Async UDP socket usage

We have a problem with async usage of UDP sockets, so I made a MWE to demonstrate it.

We run a simple UDP echo deamon with socat:

socat -v PIPE udp-recvfrom:9809,fork

This listens on port 9809 and echoes back to the sender’s UDP port.

This code works:

using Sockets

sock = UDPSocket()
bind(sock, ip"127.0.0.1", 0)

send(sock, ip"127.0.0.1", 9809, "hello")
@info String(recv(sock))

sleep(1)
close(sock)

and prints the echoed packet back.

This code does not work:

using Sockets

sock = UDPSocket()
bind(sock, ip"127.0.0.1", 0)

@async begin
  @info String(recv(sock))
end
send(sock, ip"127.0.0.1", 9809, "hello")

sleep(1)
close(sock)

in the sense that nothing is received back.

Placing small delays in the code makes it work. For example a sleep(0.001) inside the @async will make the code work.

Depending on the exact timing of when the send() and recv() are executed, either nothing is received (UDP packet is silently dropped) or an exception EOFError: read end of file is thrown. Neither makes sense to me.

So, the question is, should I not expect send() and recv() using the same socket to work in asynchronous code?

There is a high chance you are reading your socket buffer without anything being written to it beforehand. You have to use wait for send(sock, ip"127.0.0.1", 9809, "hello") first.
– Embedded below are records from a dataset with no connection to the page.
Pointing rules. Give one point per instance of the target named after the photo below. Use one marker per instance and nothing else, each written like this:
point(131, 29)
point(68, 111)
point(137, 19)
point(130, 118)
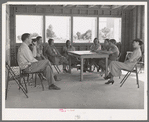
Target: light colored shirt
point(25, 56)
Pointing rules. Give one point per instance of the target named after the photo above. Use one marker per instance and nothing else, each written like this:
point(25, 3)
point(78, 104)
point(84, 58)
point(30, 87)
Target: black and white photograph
point(74, 60)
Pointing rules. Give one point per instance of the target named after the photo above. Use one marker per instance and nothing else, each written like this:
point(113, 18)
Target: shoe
point(107, 77)
point(56, 78)
point(53, 87)
point(110, 81)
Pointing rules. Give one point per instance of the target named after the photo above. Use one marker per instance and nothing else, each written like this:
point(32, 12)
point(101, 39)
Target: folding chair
point(134, 69)
point(17, 79)
point(36, 73)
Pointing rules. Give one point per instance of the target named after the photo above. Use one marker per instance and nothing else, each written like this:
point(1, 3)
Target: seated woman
point(33, 47)
point(54, 56)
point(94, 47)
point(113, 52)
point(67, 48)
point(116, 67)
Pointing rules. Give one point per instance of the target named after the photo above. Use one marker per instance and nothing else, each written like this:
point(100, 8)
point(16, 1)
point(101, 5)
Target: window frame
point(71, 23)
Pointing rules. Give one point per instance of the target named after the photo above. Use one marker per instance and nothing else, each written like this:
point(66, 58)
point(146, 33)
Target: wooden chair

Another way would be to put your async part in a while loop like this:

@async begin
   while isopen(sock)
        @info String(recv(sock))
   end
end

recv() is meant to be block for data. From the docs:

  recv(socket::UDPSocket)

Read a UDP packet from the specified socket, and return
the bytes received. This call blocks.

I tested the code snippet with the while loop, and it has the same problem.

1 Like

My bad, I forgot about the blocking part. I think pinning the recv function to a separate thread should work as expected.

sock = UDPSocket()
bind(sock, ip"127.0.0.1", 0)

StableTasks.@spawnat 4 while isopen(sock1)
    recv(sock) |> String |> println
end

for i in 1:5
    send(sock, ip"127.0.0.1", 9809, "hello"); sleep(0.1)
end

Just in case if you are not familiar with StableTasks.@spawnat 4, it is starting and pining the task to thread 4, assuming you have started julia with 4 threads in this case.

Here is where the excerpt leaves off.